The families of victims in the mass killing say this should be its lasting message: Racism, when allowed to fester, can erupt violently, a metastatic cancer that, if ignored, turns tragic.

"We have a problem in America and it's much bigger than May 14," said Garnell Whitfield Jr., a former Buffalo fire commissioner, whose mother, 86-year-old Ruth Whitfield, was one of those killed by Gendron.

Whitfield, in fact, spoke of his own cancer of more than two decades ago, one that he at first addressed with holistic methods but finally had to have surgically removed. "I'm here today because I decided to do something about it," he said. "What's America going to do about the cancer of white supremacy?"

Tiffany Whitfield, left, the daughter of Ruth Whitfield, and Tiffany's daughters Laurell Roberston and Lauren Gibson, become emotional during a press conference in Buffalo, N.Y. May 16, 2022, in which family members, along with civil rights attorney Benjamin Crump spoke about Ruth Whitfield, one of ten people killed in the shooting at a Buffalo supermarket on Saturday.
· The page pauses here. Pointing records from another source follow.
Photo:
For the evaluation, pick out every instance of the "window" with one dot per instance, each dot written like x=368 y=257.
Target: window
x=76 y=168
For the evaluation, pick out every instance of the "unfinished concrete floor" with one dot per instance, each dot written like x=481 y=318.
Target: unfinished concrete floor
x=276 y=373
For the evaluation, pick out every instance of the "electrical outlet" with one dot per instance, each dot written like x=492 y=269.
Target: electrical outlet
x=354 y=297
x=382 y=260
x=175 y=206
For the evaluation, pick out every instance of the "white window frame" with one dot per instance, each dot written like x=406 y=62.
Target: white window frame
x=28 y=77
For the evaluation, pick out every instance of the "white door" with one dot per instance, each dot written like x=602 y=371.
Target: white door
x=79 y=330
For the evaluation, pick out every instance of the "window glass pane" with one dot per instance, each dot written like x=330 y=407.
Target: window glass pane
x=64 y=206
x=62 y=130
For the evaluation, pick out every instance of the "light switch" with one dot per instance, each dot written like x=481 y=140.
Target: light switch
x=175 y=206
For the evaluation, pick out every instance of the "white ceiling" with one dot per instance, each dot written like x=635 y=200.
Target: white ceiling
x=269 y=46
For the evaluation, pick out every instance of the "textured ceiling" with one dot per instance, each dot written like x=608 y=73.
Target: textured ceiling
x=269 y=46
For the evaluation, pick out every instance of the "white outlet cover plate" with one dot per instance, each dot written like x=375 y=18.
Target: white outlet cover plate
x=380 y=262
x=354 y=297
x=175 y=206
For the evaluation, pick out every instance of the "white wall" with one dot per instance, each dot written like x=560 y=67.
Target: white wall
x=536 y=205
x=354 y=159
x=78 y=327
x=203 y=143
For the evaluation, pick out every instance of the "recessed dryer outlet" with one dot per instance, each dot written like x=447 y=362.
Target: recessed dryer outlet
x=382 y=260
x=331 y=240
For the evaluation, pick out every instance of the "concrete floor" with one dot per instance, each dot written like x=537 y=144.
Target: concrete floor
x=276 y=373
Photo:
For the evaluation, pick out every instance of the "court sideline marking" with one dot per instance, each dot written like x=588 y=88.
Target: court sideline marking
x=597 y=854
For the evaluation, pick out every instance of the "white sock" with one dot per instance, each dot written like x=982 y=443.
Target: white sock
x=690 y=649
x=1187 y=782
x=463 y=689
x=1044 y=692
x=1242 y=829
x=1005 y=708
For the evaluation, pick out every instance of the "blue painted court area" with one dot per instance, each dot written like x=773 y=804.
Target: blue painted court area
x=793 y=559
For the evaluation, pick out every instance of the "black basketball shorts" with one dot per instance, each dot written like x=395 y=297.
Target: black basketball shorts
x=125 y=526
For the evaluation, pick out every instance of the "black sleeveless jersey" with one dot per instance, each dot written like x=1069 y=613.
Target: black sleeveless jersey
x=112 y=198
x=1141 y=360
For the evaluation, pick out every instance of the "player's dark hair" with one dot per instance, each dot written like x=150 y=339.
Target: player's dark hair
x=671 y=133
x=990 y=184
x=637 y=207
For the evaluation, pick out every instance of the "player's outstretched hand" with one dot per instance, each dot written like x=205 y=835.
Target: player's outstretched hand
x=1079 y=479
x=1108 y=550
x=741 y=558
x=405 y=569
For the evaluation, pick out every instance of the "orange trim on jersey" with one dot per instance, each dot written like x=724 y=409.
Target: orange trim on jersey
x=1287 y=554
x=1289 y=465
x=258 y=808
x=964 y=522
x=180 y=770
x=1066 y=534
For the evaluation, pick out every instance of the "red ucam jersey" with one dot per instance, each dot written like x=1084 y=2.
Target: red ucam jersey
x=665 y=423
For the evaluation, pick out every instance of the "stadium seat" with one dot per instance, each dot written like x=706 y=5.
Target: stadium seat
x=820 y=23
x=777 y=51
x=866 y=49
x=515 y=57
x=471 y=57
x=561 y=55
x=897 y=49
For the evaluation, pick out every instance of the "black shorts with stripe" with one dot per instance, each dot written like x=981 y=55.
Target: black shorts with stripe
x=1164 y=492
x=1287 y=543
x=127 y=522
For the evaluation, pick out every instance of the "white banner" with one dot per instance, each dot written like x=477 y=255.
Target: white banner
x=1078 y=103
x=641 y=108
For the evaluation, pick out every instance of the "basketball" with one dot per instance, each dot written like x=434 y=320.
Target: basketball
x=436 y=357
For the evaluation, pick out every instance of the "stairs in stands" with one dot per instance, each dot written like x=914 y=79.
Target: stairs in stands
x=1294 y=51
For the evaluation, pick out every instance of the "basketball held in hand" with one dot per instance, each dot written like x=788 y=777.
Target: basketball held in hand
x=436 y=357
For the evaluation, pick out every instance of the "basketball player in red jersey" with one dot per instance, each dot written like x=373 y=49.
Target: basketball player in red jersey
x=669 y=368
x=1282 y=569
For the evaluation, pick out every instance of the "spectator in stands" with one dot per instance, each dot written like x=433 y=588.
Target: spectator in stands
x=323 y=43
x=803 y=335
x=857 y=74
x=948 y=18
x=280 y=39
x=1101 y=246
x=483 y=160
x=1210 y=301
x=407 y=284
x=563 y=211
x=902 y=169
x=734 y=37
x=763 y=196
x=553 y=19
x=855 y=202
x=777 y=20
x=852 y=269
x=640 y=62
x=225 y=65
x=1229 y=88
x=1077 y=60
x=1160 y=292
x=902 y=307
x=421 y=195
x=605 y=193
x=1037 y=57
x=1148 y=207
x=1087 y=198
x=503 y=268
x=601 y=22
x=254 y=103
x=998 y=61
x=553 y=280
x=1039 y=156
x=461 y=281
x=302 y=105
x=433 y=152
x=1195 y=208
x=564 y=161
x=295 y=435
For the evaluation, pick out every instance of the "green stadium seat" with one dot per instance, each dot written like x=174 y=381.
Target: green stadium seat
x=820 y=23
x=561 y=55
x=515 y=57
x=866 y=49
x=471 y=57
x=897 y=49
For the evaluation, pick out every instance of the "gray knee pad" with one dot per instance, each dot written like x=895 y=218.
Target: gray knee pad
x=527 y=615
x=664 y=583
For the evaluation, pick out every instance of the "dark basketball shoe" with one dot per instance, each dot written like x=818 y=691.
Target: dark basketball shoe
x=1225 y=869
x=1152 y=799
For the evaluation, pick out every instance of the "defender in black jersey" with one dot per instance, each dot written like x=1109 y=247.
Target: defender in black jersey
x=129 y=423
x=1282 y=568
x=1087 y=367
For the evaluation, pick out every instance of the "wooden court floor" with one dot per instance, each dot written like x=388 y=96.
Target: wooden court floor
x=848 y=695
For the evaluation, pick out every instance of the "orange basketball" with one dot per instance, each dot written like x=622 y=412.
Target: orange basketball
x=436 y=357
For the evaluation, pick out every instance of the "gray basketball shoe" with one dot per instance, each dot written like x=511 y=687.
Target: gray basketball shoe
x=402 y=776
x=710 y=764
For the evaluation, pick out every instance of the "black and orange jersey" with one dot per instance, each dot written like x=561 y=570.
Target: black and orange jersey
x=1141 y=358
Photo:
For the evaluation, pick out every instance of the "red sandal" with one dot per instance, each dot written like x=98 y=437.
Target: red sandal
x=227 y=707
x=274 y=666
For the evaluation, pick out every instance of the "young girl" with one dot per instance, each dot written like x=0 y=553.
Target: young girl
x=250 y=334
Gendron, who was 18 at the time of his assault, found a like-minded community on the web, and posted his own bigoted screed before driving to Buffalo from his Broome County home where, clad in body armor, he wielded an AR-15 and went on the two-minute killing spree that he broadcast live. The video continues to survive on the web, and Gendron has even been praised by racists across the globe.

He targeted the Tops in the east side of Buffalo because it was, his research showed, surrounded by a predominantly Black neighborhood.

"We heard a lot about justice today," Whitfield said after the plea and a news conference with city and law enforcement officials. "... There is no justice unless we talk about what facilitated these murders."

Buffalo police have explained how Gendron, upon seeing a multitude of police respond within minutes of his first shots, apparently realized he was outgunned and surrendered peacefully. But to the victim families his arrest, when compared with some unarmed Black youth who were killed in police confrontations across the country, is telling.

The families admitted that they chafed when they saw Gendron in court, his hair cut neatly for his plea as if he were just another white teenager.

Geraldine Talley, 62, of Buffalo was one of 10 people killed at Tops Friendly Markets on Jefferson Avenue in Buffalo on May 14, 2022.
Geraldine Talley, 62, of Buffalo was one of 10 people killed at Tops Friendly Markets on Jefferson Avenue in Buffalo on May 14, 2022.

"I have a lot of anger," said Mark Talley, whose mother, Geraldine Talley, was murdered in the Tops. "... I was angry that he didn't have to look at the families' faces," he said of Gendron, whose back was to the families in court.

Talley, a 33-year-old muscular and tall Black man, said he is too often seen as a threat by many, simply because of his race. He said he does not believe he would have survived had he engaged in similar crimes and "the roles were reversed."

"This man got politely escorted out of Tops," Talley said.

Benjamin Crump, a well-known civil rights lawyer representing some of the families, said at the news conference that Gendron succeeded in some of his stated aims: He killed Black people, he survived, and he wanted his proclaimed "manifesto" to receive attention.

"This is a step in the right direction in a journey for justice," Crump said, adding that the families find it "painful that the goals (Gendron) has set out, he accomplished."

Crump, Buffalo lawyer Terrence Connors, and attorney Ken Abbarno, a Buffalo native, are representing several families. They are eyeing litigation against social networks that have been platforms for the the video and the pre-massacre gathering grounds of racists, as well as gun manufacturers and those who allowed the conversion of a legal semi-automatic rifle in New York into an illegal one through the magazines Gendron purchased out of state.

"There will be accountability and it will be more than one chapter of accountability," Connors said Monday.

Said Crump, "It was a lot of other people who loaded that gun."